El pasado 21 de enero, al margen de cualquier debate científico y socializando únicamente con sectores fundamentalistas religiosos, el Congreso Nacional (CN) de Honduras aprobó una propuesta de reforma a la constitución denominada “Escudo contra el aborto en Honduras” para blindar desde la constitución la penalización del aborto bajo cualquier circunstancia. No siendo este el único ataque democrático, en la misma sesión legislativa se prohibió la reforma al artículo 112 que establece que los matrimonios solo pueden ser entre un hombre y una mujer. Desde el Partido Socialista de los Trabajadores (PST) nos pronunciamos categóricamente contra las reformas al artículo 67 y al artículo 112, reiterando nuestro absoluto acuerdo con la legalización del aborto y el matrimonio igualitario.

Por: Kely Núñez

El miedo a la ola verde

En definitiva, el triunfo de la marea verde en Argentina tiene una enorme importancia en Latinoamérica y el mundo, marcando una pauta en la lucha histórica por la legalización del aborto. Pero, esta victoria de las mujeres no solo alentó a los sectores más progresivos, también puso en alerta a los sectores conservadores, y ese es el caso de Honduras.

La propuesta “Escudo contra el aborto” fue presentada por el vicepresidente del CN Mario Pérez, del partido de gobierno, y respaldada por más de dos tercios de la cámara legislativa (86 votos de un total de 128 diputados).

Según Mario Pérez:[1]

“Viendo lo que sucedió en el Senado argentino y dos Estados en México donde ya se legalizo la práctica del aborto en la capital de México y [el] Estado de Oaxaca no tenemos ninguna duda de que nuestra posición geográfica en el centro iba a ser susceptible a esa ola de ideas o, si le quieren llamar de otra forma, de ondas de en algún momento presionar al CN, a los legisladores hondureños, a los que vengan, a los futuros, para legalizar el aborto en el país (…) decidí presentar esta propuesta de ley basado en mis principios cristianos”.

Con su discurso, Mario Pérez claramente hace referencia a la lucha de las mujeres por la legalización del aborto en Argentina, y pretende blindarse contra cualquier proceso de movilización que pueda presionar al CN para que en Honduras también sea ley. Además de demostrar que legisla con la biblia en mano, en un Estado que se supone debería ser laico. El miedo de Mario Pérez a la ola verde lo expresaron también otros diputados, por ejemplo Mauricio Olivia, presidente del CN y precandidato presidencial en las próximas elecciones, expresó:[2]

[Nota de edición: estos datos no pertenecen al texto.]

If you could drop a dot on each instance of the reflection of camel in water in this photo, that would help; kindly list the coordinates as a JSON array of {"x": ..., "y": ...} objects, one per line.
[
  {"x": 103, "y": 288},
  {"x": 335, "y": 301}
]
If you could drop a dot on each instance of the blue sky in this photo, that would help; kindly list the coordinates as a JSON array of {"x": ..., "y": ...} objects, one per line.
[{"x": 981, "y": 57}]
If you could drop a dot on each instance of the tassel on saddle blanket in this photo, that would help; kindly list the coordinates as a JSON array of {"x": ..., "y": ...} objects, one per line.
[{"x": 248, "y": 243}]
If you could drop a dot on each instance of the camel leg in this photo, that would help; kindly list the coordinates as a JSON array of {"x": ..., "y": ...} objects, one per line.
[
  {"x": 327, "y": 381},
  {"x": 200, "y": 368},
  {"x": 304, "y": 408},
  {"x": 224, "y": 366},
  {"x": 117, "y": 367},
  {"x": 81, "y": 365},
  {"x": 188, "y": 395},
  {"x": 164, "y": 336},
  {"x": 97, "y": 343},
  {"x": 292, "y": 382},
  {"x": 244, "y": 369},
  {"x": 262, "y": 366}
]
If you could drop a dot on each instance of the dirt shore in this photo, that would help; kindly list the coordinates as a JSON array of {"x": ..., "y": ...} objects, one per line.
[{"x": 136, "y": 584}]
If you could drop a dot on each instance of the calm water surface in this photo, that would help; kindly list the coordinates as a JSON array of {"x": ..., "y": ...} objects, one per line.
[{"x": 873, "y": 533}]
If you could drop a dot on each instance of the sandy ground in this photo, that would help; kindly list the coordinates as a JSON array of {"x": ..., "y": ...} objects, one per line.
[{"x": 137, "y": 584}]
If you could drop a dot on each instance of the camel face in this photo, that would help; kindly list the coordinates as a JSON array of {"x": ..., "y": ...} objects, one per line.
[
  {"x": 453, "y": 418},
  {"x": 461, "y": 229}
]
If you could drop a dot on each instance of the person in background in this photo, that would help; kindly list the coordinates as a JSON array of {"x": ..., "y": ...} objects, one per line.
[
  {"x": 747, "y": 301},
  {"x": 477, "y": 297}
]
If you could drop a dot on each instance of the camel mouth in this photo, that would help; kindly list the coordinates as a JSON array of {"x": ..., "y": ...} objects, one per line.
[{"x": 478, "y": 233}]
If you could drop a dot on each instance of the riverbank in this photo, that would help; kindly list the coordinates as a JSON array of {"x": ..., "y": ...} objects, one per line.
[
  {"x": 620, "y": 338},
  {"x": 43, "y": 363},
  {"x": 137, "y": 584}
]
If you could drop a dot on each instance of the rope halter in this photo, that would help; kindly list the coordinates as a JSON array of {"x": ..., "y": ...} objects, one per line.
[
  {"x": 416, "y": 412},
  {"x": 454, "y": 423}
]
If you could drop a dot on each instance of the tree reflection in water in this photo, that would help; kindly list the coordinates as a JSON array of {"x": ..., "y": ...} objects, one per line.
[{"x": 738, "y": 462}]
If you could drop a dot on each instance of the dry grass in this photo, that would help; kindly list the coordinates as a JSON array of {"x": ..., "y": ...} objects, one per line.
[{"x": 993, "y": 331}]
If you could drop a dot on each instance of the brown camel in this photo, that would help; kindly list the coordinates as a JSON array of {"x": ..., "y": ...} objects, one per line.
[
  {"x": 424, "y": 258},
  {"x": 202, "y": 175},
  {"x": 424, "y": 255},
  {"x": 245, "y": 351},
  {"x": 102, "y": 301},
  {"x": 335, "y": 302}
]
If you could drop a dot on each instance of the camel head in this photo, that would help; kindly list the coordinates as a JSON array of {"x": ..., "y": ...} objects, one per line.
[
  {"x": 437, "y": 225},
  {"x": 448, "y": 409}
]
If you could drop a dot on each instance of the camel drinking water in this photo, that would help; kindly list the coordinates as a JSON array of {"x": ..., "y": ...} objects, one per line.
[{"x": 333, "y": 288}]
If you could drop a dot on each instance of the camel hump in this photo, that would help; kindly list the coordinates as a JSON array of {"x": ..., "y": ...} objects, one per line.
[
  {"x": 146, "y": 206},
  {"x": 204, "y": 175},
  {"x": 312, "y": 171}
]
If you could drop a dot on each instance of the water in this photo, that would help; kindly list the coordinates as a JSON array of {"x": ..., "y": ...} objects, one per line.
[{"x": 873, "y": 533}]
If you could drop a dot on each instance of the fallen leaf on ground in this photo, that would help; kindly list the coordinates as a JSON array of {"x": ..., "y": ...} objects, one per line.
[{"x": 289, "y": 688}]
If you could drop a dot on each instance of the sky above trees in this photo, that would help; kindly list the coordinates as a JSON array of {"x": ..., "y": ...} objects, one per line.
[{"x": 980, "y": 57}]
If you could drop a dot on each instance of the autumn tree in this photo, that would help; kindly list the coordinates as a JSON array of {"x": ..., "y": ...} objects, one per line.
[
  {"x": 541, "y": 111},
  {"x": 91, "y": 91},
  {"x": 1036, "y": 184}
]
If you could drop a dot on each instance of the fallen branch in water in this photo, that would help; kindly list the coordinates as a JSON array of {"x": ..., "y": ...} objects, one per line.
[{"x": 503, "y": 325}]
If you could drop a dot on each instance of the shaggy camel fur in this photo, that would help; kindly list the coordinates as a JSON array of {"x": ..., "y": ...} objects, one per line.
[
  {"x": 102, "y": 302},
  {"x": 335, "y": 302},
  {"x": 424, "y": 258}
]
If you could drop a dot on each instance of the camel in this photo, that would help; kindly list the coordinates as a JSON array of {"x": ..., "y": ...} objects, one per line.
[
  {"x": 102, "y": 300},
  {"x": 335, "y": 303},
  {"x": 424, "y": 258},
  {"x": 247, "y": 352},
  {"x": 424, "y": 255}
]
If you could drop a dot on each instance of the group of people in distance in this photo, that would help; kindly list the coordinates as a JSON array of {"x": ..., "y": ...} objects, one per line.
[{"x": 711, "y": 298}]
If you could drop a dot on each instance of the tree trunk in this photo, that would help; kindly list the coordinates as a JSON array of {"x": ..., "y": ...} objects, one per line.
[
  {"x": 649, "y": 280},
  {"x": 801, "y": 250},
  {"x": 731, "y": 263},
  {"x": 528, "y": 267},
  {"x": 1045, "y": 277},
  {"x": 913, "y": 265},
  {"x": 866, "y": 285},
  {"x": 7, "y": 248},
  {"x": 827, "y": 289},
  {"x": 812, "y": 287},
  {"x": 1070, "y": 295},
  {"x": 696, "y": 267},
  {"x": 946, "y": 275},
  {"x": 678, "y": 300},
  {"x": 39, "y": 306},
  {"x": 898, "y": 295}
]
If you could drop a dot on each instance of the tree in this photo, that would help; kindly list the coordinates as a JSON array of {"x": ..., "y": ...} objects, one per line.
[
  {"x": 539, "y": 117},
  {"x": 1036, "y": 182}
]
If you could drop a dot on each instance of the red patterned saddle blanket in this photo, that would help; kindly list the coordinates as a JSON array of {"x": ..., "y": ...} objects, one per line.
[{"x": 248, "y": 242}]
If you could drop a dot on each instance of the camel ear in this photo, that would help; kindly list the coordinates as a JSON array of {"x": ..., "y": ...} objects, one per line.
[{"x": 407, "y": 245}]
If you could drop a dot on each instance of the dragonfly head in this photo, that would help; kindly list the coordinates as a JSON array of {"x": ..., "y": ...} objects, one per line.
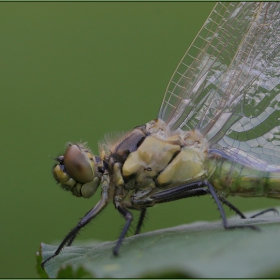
[{"x": 78, "y": 170}]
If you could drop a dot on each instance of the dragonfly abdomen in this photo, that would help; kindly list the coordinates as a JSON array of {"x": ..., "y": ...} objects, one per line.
[{"x": 235, "y": 179}]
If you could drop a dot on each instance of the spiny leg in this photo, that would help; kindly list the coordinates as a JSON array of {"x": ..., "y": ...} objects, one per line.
[
  {"x": 128, "y": 217},
  {"x": 141, "y": 220},
  {"x": 197, "y": 188},
  {"x": 232, "y": 207},
  {"x": 224, "y": 219}
]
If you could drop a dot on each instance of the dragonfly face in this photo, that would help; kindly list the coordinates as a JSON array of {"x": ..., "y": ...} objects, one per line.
[
  {"x": 217, "y": 130},
  {"x": 77, "y": 171}
]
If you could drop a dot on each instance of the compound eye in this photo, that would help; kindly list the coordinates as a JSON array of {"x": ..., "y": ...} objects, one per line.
[{"x": 78, "y": 165}]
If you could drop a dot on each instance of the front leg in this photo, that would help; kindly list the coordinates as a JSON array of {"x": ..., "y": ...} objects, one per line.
[{"x": 128, "y": 217}]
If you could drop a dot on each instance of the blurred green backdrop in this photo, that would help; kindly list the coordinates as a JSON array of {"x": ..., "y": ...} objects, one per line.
[{"x": 71, "y": 72}]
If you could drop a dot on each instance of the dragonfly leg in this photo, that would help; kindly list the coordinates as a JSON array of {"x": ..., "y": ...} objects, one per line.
[
  {"x": 128, "y": 217},
  {"x": 141, "y": 220},
  {"x": 241, "y": 214},
  {"x": 73, "y": 233},
  {"x": 197, "y": 189},
  {"x": 232, "y": 207},
  {"x": 265, "y": 211},
  {"x": 224, "y": 219}
]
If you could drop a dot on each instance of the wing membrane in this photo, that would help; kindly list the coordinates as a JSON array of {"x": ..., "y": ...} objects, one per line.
[{"x": 227, "y": 84}]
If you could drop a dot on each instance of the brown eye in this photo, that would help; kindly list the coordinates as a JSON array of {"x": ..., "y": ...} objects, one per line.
[{"x": 77, "y": 165}]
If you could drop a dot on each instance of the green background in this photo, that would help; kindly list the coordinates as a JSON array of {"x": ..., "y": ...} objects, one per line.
[{"x": 76, "y": 71}]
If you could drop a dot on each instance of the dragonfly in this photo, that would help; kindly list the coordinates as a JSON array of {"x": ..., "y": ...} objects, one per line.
[{"x": 217, "y": 132}]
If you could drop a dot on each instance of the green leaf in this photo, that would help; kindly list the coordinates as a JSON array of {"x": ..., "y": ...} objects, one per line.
[{"x": 201, "y": 249}]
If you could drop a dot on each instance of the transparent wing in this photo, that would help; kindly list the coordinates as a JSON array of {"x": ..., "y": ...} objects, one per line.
[{"x": 227, "y": 84}]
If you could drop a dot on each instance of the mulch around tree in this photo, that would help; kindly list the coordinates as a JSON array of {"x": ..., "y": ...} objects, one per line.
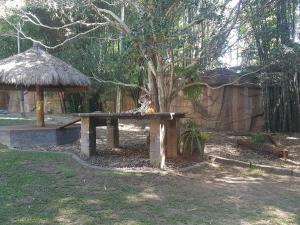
[{"x": 134, "y": 151}]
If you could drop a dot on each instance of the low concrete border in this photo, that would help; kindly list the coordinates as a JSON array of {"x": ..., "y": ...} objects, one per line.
[
  {"x": 83, "y": 163},
  {"x": 268, "y": 169}
]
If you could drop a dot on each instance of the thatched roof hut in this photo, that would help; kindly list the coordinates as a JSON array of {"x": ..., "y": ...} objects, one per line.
[{"x": 37, "y": 69}]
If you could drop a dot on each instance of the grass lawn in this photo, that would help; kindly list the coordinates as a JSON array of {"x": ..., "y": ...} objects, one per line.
[{"x": 50, "y": 188}]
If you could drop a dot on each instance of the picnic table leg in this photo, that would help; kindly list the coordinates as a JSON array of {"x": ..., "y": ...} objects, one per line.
[
  {"x": 88, "y": 136},
  {"x": 172, "y": 136},
  {"x": 113, "y": 133},
  {"x": 157, "y": 143}
]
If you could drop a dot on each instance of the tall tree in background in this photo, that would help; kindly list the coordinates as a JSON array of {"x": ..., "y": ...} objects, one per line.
[
  {"x": 169, "y": 39},
  {"x": 274, "y": 46}
]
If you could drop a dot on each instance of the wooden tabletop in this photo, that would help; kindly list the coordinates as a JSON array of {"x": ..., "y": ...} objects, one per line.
[{"x": 138, "y": 115}]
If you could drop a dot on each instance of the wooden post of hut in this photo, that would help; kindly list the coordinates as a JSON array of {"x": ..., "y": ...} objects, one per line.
[{"x": 40, "y": 121}]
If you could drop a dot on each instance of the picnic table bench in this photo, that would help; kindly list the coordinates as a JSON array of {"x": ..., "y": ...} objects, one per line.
[{"x": 163, "y": 132}]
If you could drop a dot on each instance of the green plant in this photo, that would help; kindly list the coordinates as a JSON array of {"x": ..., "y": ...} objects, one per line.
[
  {"x": 259, "y": 138},
  {"x": 192, "y": 140}
]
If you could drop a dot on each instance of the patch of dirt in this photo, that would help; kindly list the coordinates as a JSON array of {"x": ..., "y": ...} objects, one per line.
[
  {"x": 133, "y": 152},
  {"x": 224, "y": 145}
]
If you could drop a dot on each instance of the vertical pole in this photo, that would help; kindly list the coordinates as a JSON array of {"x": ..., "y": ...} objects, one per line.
[
  {"x": 113, "y": 133},
  {"x": 121, "y": 43},
  {"x": 157, "y": 143},
  {"x": 21, "y": 93},
  {"x": 88, "y": 136},
  {"x": 172, "y": 136},
  {"x": 39, "y": 106}
]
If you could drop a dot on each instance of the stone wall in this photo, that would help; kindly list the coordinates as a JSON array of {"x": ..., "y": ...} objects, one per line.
[
  {"x": 52, "y": 102},
  {"x": 230, "y": 108}
]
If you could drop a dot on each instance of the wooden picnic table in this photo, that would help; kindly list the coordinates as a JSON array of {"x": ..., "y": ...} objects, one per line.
[{"x": 163, "y": 132}]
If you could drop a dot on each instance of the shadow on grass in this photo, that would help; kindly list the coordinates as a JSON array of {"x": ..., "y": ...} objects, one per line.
[{"x": 48, "y": 188}]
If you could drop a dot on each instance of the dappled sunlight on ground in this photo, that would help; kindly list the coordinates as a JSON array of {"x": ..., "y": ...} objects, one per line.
[{"x": 54, "y": 189}]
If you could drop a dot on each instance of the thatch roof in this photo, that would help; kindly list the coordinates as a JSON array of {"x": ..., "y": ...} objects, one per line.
[{"x": 37, "y": 67}]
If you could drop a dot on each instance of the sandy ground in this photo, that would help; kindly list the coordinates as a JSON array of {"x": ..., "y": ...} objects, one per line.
[{"x": 134, "y": 151}]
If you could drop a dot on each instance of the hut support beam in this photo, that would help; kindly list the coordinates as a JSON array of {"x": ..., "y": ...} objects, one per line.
[{"x": 40, "y": 122}]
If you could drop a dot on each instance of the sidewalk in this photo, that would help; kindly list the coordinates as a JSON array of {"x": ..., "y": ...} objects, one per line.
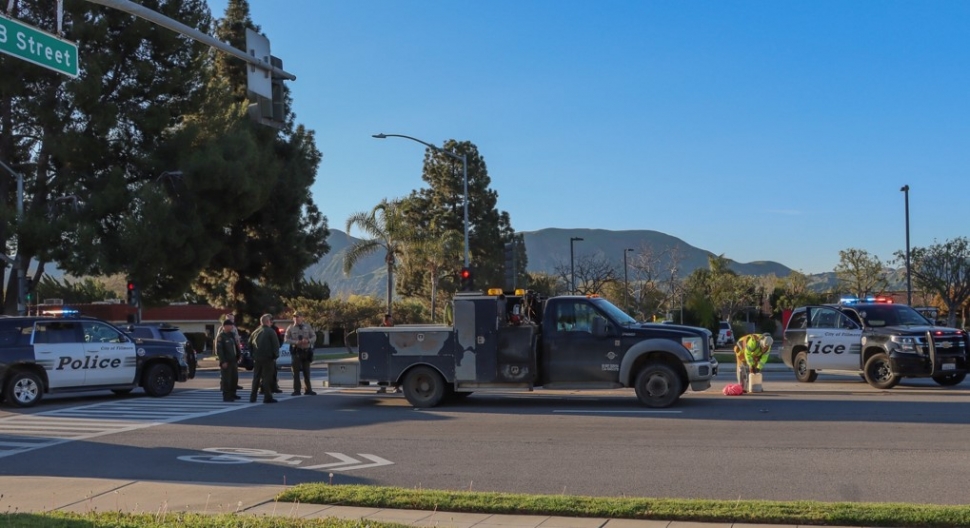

“Considero que como sociedad debemos fomentar temas que, en lugar de dividirnos, nos unan; que lejos de sembrar el mal, nuestras acciones se orienten a proteger a los más vulnerables”. “No podemos permitir que sigan voces disonantes creyendo que Honduras seguirá los pasos del mal que han seguido otras naciones que han convertido un acto tan infame como quitarle la vida a un feto en crecimiento”.

Se sumó también Tomas Zambrano secretario del CN:[3]

“El objetivo es establecer una prohibición en la constitución contra el aborto, un blindaje a la constitución, sabemos de la ola o reformas que se han venido del sur hacia el norte con partidos de ideología de izquierda”.

La nefasta reforma consiste en la modificación al artículo 67 que ahora incluirá: “prohibido e ilegal la práctica de cualquier forma de interrupción de la vida en todo momento. Serán nulas e inválidas las disposiciones legales que establezcan lo contrario”. Claramente se trata de una ofensiva reaccionaria y acientífica escudada en preceptos y prejuicios religiosos. Blindar desde la constitución la prohibición del aborto pone cuesta arriba una futura legalización del aborto en el país. Hasta el momento la prohibición del aborto solo era establecida en el código penal de Honduras, donde la interrupción del embarazo esta tipificada como delito y puede significar entre 2 y 8 años de reclusión para la mujer que lo practique.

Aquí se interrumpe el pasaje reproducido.